森咲智美 2018年11月22日号

話題の1冊 著者インタビュー 橋本テツヤ 『迷いを断つ諺 座右の銘として恋愛・仕事・暮らしに活かす!』 KADOKAWA 680円(本体価格)

掲載日時 2017年04月09日 18時00分 [エンタメ] / 掲載号 2017年4月13日号

 ――本書は、役に立つことわざと解説が分かりやすく書かれています。

 橋本 日本のことわざは、江戸時代に庶民の間で生まれたと言われ、口から口へと伝承されてきました。庶民の本心や、実体験から生まれたからこそ現代の我々も納得できる。その魅力は、真理が見えることです。
 日本には5000〜8000近くのことわざがあります。欧米から入ってきたものを加えると1万を超えます。今回は、その中から197を厳選し、「恋愛・結婚」「仕事・お金」「社会・対人関係」「健康」「食生活」に分類し、身近な話題に例えながら解説しています。

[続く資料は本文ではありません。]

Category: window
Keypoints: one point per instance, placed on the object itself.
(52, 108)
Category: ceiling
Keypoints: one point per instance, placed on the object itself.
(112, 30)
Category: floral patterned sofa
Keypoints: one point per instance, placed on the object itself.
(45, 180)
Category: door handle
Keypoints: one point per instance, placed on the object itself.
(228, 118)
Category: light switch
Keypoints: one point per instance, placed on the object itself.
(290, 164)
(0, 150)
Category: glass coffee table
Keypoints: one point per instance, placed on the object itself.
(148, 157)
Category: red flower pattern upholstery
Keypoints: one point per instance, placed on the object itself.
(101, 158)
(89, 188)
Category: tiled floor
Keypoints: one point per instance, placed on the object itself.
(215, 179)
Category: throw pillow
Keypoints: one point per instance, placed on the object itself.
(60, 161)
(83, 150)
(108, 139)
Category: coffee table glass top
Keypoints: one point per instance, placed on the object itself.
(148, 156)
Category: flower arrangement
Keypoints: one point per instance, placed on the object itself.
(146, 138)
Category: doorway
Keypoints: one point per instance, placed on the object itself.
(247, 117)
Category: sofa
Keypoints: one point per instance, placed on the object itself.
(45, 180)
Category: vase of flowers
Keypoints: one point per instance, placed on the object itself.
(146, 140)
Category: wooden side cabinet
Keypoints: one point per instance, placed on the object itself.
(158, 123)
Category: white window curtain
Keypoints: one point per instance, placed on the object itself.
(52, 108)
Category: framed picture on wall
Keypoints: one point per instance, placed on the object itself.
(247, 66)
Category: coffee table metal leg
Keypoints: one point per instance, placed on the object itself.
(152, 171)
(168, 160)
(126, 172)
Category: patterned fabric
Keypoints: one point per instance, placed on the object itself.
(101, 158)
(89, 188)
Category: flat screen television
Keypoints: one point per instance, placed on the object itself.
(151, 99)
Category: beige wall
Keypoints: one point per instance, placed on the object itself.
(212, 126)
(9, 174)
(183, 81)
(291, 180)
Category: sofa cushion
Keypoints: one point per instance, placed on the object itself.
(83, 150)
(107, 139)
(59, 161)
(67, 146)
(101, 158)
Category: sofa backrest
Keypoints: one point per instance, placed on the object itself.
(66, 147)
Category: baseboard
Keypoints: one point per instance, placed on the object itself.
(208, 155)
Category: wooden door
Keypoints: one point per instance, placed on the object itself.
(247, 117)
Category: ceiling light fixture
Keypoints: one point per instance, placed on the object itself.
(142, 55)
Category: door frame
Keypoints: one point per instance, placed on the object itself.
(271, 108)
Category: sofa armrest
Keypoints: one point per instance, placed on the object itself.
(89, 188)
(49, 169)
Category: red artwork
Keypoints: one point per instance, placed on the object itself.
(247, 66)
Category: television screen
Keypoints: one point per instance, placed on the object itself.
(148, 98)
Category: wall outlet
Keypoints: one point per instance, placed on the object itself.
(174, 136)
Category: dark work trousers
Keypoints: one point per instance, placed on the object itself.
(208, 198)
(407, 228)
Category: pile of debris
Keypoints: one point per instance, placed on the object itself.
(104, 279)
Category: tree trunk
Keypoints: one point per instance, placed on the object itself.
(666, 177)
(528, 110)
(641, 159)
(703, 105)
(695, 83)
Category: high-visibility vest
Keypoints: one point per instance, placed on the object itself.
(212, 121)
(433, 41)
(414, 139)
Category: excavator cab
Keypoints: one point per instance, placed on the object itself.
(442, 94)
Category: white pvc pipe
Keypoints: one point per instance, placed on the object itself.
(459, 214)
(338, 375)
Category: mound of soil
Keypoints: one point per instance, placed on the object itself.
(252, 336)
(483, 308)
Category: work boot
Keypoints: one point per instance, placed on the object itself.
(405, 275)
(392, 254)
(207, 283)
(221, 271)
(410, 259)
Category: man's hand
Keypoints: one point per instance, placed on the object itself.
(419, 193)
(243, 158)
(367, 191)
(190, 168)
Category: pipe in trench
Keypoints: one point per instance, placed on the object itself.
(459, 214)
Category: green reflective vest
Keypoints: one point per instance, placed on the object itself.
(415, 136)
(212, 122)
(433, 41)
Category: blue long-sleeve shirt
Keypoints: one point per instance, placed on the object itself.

 ――橋本さんご自身が普段から痛感していることわざはありますか?

 橋本 「それにつけても金のほしさよ」です。人間は心の中で「金がほしいな」「金があればいい車に乗ったり、いい物を食べられるのに」と嘆いている。そんなときにこの言葉を心の中で思い浮かべれば、それ以上、欲が深まらず、気持ちもスッキリしますね。

 ――実話読者にぜひ覚えて欲しいことわざは?

 橋本 よく知られた「急がば回れ」ですね。急ぐときは遠回りをし、安全な道を選んだ方が、早く目的地に到着するという意味。人間は欲深いもので、手っ取り早く金がほしいな、と思ってしまう。それで株やFXに手を出して大損する人もいる。急いで金もうけはできないから、ゆっくりと考えて安全なものを選び、金もうけしなさいということ。
 結婚している方には「悋気も少しは愛想」ですね。夫婦生活が冷めてきたときには焼きもちを焼くと元に戻るという意味。長年連れ添えば、夫婦仲が悪くなることもあります。そんなときに「最近きれいになったんじゃない?」と奥さんに言えば、「この人はまだ私のことを見てくれている」と思うもの。
 逆に、どうでもいいような態度を取れば、奥さんも旦那さんのことを気に掛けなくなってしまう。だから、多少の焼きもちは必要なんです。

 ――本書を読んで、何を感じてほしいですか?

 橋本 これまでの人生をどんな風に歩んできたか、一度見直してほしいですね。人生でなくても、今日1日を振り返って、どんな人と話したとかね。例えば、飲み屋でペラペラと喋り、酒の勢いで全員分を払ってしまったとする。それを振り返り、この本をめくって「口と財布は締めるが得」という言葉を見れば、明日への戒めにもなる。
 1日を振り返るときに、この本をめくれば人生のヒントが隠されているかもし知れません。
(聞き手/本多カツヒロ)

橋本テツヤ(はしもと・てつや)
慶應義塾大学卒業。ジャーナリスト、コラムニスト、作詞家、心理カウンセラー、肥満予防健康管理士。全国で講演活動も精力的に行っている。